Microsoft a annoncé le 14 juin la création d’un Conseil d’utilisateurs en interopérabilité (Interoperability Customer Executive Council). Pour l’heure composé des représentants de grandes entreprises et administrations (Société Générale, LexisNexis, Kohl’s Department Stores, ministère des Finances du Danemark, Generalitat de Catalunya et Centro Nacional de Inteligencia (CNI) en Espagne, et les administrations du Wisconsin et Delaware aux Etats-Unis), ce nouveau groupe de travail se donne pour mission “d’identifier les secteurs d’interopérabilité à améliorer à travers [les] produits [Microsoft] et l’industrie logicielle globale”, selon le communiqué de l’éditeur. D’autres acteurs majeurs devraient venir étoffer le groupe mais Microsoft reste discret sur les noms des futurs membres.

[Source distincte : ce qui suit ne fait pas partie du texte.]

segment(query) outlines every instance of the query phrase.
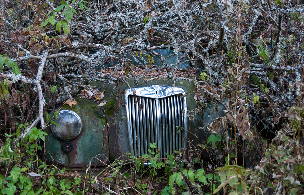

Le conseil se réunira deux fois par an au siège de Microsoft, à Redmond, sous la houlette de Bob Muglia, vice-président senior de la division serveur et outils professionnels de l’éditeur. Le Conseil sera donc en contact direct avec les équipes produits chez Microsoft pour répondre aux mieux aux besoins des clients en matière d’interopérabilité, aussi bien en termes de connectivité, d’intégration des applications que d’échanges de données, notamment à travers les différentes plates-formes du marché.

Répondre aux besoins les plus urgents

A travers l’hétérogénéité des solutions, applicatives et matérielles, l’interopérabilité apparaît aujourd’hui comme un véritable enjeu stratégique pour l’éditeur notamment confronté aux formats ouverts adoptés par le modèle open source dont la normalisation internationale d’OpenDocument s’affiche comme le symbole le plus marquant (voir édition du 5 mai 2006). Autrement dit, il s’agit pour Microsoft de développer des solutions toujours plus compatibles avec les applications tierces indispensables aux activités des entreprises clientes.

Si Microsoft propose déjà un certain niveau d’interopérabilité à travers ses produits actuel (Windows, SQL Sever, Exchange Server, Visual Studio, BizTalk Server…) et à venir (Windows Server Virtualization, voir édition du 26 mai 2006), l’éditeur semble aujourd’hui vouloir répondre aux besoins les plus urgents des utilisateurs de ses technologies. D’où l’idée d’un conseil composé de clients invités à faire part, en direct, de leurs problèmes en matière d’interopérabilité.

Collaborer avec les concurrents

Une démarche initiée dès février 2005 avec la publication d’une note de Bill Gates sur “l’interopérabilité par la conception” (interoperable by design) ou l’architecte en chef orientait la stratégie de l’éditeur en développant outils et services autour du langage XML. Depuis, les équipes de Redmond ont poursuivi les développements : Office 2007, basé sur le format OpenXML est en voie, lui aussi de normalisation, (voir édition du 22 novembre 2005) tandis que Virtual Server 2005 R2 qsupporte Linux.

Microsoft a également été amené à collaborer avec des concurrents, notamment SAP, Hyperion, JBoss ou SugarCRM. Et a signé des accords de licences de propriété intellectuelle avec des constructeurs comme NEC, Toshiba, Sony Ericsson, Autodesk et Nokia.

Selon la stratégie choisie, Microsoft devra se rapprocher des univers d’Unix et, surtout, Linux très présent dans les applications serveurs. En toute logique, l’éditeur de Windows pourrait être amené à dresser des ponts avec le modèle du libre autour de la licence GPL. En attendant cette éventualité, Microsoft a ouvert Port 25, un site communautaire dédié au échanges autour du “laboratoire open source” de l’éditeur.